The collection’s last story, “Tighty-Whities or Boxers,” is light, funny, and moving. Three years after his father dies, Ryan’s mother announces she would like to remarry. She is eager for him to meet her fiancé. Ryan decides the man must apply for the position of father, a process that includes two letters of reference and an interview. In the interview, as well as asking which kind of underwear the suitor prefers, Ryan asks, “What’s the most important thing you can do for your son?” The answer: “The first thing is to love him. Second thing is, convince him that you do love him.” Cue the tears.

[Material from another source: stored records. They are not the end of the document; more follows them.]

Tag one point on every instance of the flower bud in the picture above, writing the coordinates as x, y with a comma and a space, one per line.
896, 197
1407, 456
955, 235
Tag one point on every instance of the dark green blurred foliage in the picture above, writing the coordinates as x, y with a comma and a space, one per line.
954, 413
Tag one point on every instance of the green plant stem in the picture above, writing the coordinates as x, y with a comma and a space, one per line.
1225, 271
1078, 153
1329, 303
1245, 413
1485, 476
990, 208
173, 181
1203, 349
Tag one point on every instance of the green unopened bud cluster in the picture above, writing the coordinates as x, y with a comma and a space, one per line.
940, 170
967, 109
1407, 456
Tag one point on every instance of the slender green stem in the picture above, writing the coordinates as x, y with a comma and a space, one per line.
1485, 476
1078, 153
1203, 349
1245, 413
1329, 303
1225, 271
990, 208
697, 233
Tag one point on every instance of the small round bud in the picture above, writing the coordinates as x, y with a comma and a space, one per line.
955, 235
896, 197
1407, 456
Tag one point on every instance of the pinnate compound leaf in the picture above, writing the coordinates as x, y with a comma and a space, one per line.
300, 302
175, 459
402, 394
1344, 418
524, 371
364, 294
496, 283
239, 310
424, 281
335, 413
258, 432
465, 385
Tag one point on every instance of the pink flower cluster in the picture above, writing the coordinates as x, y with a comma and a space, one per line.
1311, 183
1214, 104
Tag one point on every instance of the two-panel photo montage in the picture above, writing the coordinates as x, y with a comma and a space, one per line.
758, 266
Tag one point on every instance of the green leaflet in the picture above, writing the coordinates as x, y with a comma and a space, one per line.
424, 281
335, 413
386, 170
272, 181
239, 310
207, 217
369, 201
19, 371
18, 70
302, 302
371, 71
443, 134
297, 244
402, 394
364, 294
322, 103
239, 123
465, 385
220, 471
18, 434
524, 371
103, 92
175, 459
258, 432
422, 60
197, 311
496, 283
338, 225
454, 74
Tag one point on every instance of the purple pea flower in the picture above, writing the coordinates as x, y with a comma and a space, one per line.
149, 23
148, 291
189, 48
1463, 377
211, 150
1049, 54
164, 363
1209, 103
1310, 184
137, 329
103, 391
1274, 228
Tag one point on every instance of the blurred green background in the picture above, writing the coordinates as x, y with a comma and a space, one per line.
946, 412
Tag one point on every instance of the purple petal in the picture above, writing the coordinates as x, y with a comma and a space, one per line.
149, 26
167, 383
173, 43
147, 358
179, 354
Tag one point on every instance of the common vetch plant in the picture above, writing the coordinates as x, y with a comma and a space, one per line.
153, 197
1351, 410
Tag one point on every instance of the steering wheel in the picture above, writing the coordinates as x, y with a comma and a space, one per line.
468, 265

Spot 12: The Story of a Birth (Raincloud, 2015) was delivered to me by hand by its author, Victoria writer and artist Jenny Jaeckel. It is an unlikely title for Book Nook, first of all because it is a title for adults. The graphic memoir (by graphic, I mean it is presented as a comic) is also unlikely because it manages, on every page, to wring poetry from unimaginable distress. Jaeckel’s daughter Asa was born with tracheoesophogeal fistula (TEF) and esophagal atresia—a malformed esophagus. The baby would spend months in intensive care and require multiple operations, including one immediately after being born. “The second time I saw Asa was before the surgery. I…looked for a place to touch her, this wretched, half-dead-looking tiny stranger who was our baby,” writes Jaeckel.

I sobbed most of the way through this book, but my tears were warm. I cried for Asa, and for her parents, but also for the richness of life—the complex knit of friendship, compassion, intelligence and kindness that arise to counter fear, pain, psychological turmoil, and hopelessness. As much as this is a book about suffering, it is about marriage, the medical system—its highs and lows—realistic love and, of course, parenting. Jaeckel captures it all with ease. This book will appeal to parents who know the otherworldly rooms of intensive care units and their friends, who want to understand what they have been through.

Sara Cassidy’s book for 8 – 12 year olds, A Boy Named Queen, is a 2016 Quill and Quire Book of the Year.